We are happy to announce the arrival of the Tanner Library, the personal collection of some 6,000 works dating from the early 17th century belonging to the late Professor Godfrey Tanner (1927-2002). Previously housed at his residence known as "The Bestiary", highlights of the collection include the beautiful engraved works of antiquities from Etruria and Herculanum by Francois Anne David (1741-1824)
Professor Tanner started seriously collecting books when he went on a scholarship to Cambridge in 1950. During this time he opened accounts at the leading Cambridge bookshops from which he regularly ordered books when he returned to Australia. Opportunities for study leave and particularly conference leave, when plane travel became widely available in the 1970s, enabled him to considerably strengthen his collection with rare books in the areas of his major academic interests.

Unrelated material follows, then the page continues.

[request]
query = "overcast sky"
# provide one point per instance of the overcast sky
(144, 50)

Professor Tanner’s antiquarian books are mainly texts and commentaries on Latin and Greek classics. They are not only a fine complement to the present collection of pre-1800 religious books in the Auchmuty Library but a very valuable research acquisition for Australian scholars interested in the classics and the history of the Western tradition of ideas and artifacts. In Newcastle they also help provide through exhibitions and other Rare Book activities such as lectures an exposure to artifacts from times before much of our own history, reaching back as far as the sixteenth century.
The greater part of Professor Tanner’s library is composed of a wide number of books dealing with various aspects of the Classical Tradition. Texts of Latin and Greek classics, histories of the ancient world, its literature and ideas - religious, philosophical, social, political - studies in the form and development of ancient languages, commentaries on texts and so on in English, French and German. Here as before the collection is marked by the rarity of many of its works, especially the nineteenth century editions, which he was able to find in his many trips to Cambridge bookshops. They make up a valuable research collection for serious work in the Classics. The same would be true of the books dealing with Sanskrit and Indian studies which grew out of his classical interest and which he lectured on in the University both before and after his retirement.
One class of works in the library which occurs in the two overlapping sections mentioned above is Professor Tanner’s interest in the history of the Christian tradition in antiquity and more recent times. He published a large number of articles in this broad area and his library contains many works relating to theological and church histories. Some of these works, in fine nineteenth century editions, were donated to him by a friend. They also include the recent and ongoing reprint of the great Migne edition of the Church Fathers to which he was subscribing.
Saint Hilary of Poitiers (A.D. c300-368),
Pictavorum episcopi quotquot extant opera, (Paris, 1631).
Other sections of his library which ought to be noted are his fine collection of reference works which are a useful addition for scholars working in the Rare Book Room, as is the case in other such rooms in university libraries. And there are many works, some exceedingly rare, dealing with the history of the university tradition, works relating to the Rig Veda and Indian religious tradition and other general issues about which he cared.
All told Professor Tanner’s library is a most valuable scholarly collection. It was built up over a large number of years with clear scholarly intent. He was aware of its value and anxious that it should be of use to his friends and scholars. There are not many personal libraries like it in Australia and in certain respects it is probably the only one of its kind. It would not be an easy task to try to assemble such a personal library of its range and depth today.